At last, seeing nothing in this corner, she threw herself so hard against the wall of the green-house that the weathercock experienced a veritable sick-fitting, and all doves and sparrows flew over her and hid themselves on roofs, and parapets, and door knocker, from fear of broaching themselves over the nether millstone.

“My good man,” cried she the gardener, who came in fear and trembling to prevent her blowing herself right away with fury, “just go and see if my storm -glass flag is visibly un-altered. The weathercock’s neck is broken! And those little beasts from the bottom of the garden have split themselves down their stomachs with laughing. Run and measure their bodies, legs, and head, and change them correctly at the back, for they will certainly not divide in the belly.”

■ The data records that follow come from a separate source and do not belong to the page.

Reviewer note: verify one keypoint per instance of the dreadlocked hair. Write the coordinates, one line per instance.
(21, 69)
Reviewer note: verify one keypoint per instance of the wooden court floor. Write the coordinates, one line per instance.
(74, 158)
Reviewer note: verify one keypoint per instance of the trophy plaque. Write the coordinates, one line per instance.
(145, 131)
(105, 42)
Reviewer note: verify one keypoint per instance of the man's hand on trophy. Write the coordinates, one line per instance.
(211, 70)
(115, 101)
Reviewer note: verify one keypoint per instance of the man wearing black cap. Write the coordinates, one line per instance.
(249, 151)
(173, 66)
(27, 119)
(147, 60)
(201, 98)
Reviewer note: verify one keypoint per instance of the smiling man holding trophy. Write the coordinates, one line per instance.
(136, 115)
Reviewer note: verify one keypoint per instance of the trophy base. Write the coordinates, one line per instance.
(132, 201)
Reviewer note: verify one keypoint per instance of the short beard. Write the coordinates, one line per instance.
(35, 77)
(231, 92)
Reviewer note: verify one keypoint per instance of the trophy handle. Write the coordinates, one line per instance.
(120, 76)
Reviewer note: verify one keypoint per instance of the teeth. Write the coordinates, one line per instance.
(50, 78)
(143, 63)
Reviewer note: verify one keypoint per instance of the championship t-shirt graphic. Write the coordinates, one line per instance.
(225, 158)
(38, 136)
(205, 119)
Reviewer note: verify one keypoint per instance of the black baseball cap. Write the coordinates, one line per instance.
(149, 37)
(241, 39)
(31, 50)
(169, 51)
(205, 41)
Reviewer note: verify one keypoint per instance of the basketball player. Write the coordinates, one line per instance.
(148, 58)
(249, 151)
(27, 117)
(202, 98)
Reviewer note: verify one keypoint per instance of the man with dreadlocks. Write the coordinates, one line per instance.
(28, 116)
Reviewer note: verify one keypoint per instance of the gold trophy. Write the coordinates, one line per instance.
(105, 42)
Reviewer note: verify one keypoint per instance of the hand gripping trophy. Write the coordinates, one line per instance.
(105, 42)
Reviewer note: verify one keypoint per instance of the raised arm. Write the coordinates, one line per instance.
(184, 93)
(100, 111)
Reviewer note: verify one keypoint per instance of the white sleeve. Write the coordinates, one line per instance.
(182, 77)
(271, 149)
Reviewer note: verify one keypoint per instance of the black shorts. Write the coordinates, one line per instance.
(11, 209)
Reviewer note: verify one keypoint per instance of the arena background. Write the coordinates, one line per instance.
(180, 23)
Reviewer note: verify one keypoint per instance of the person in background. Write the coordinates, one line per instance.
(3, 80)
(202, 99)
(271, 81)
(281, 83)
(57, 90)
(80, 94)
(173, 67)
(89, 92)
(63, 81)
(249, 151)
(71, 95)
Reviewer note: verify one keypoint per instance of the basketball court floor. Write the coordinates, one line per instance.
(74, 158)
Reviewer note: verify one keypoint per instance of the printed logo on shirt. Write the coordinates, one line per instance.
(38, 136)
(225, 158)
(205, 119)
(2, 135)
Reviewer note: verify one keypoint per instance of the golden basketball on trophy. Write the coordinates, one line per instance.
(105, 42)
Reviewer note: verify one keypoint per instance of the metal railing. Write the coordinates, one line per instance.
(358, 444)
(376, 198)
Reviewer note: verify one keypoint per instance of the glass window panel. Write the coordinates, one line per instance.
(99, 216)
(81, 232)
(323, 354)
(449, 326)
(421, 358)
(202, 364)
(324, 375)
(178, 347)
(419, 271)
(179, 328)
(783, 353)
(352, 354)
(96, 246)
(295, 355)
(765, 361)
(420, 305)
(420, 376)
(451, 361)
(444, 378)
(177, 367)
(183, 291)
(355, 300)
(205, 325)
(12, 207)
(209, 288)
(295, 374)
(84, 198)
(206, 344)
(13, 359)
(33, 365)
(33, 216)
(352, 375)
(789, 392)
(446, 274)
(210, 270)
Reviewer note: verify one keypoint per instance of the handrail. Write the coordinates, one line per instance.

The six magic seeds had answered splendidly! They had worked miracles and made Lucy’s six flower pots the finest in the whole country.

In a few days they were all in full bloom; and then came trouble, for all the children were mad to get a bit of anything, and it killed all the flowers, roots and all.

But Madamn Tice was still happy, for she had sharply punished all her seedlings, and they would never repeat their conduct if she gave them into Lucy’s prudent hands.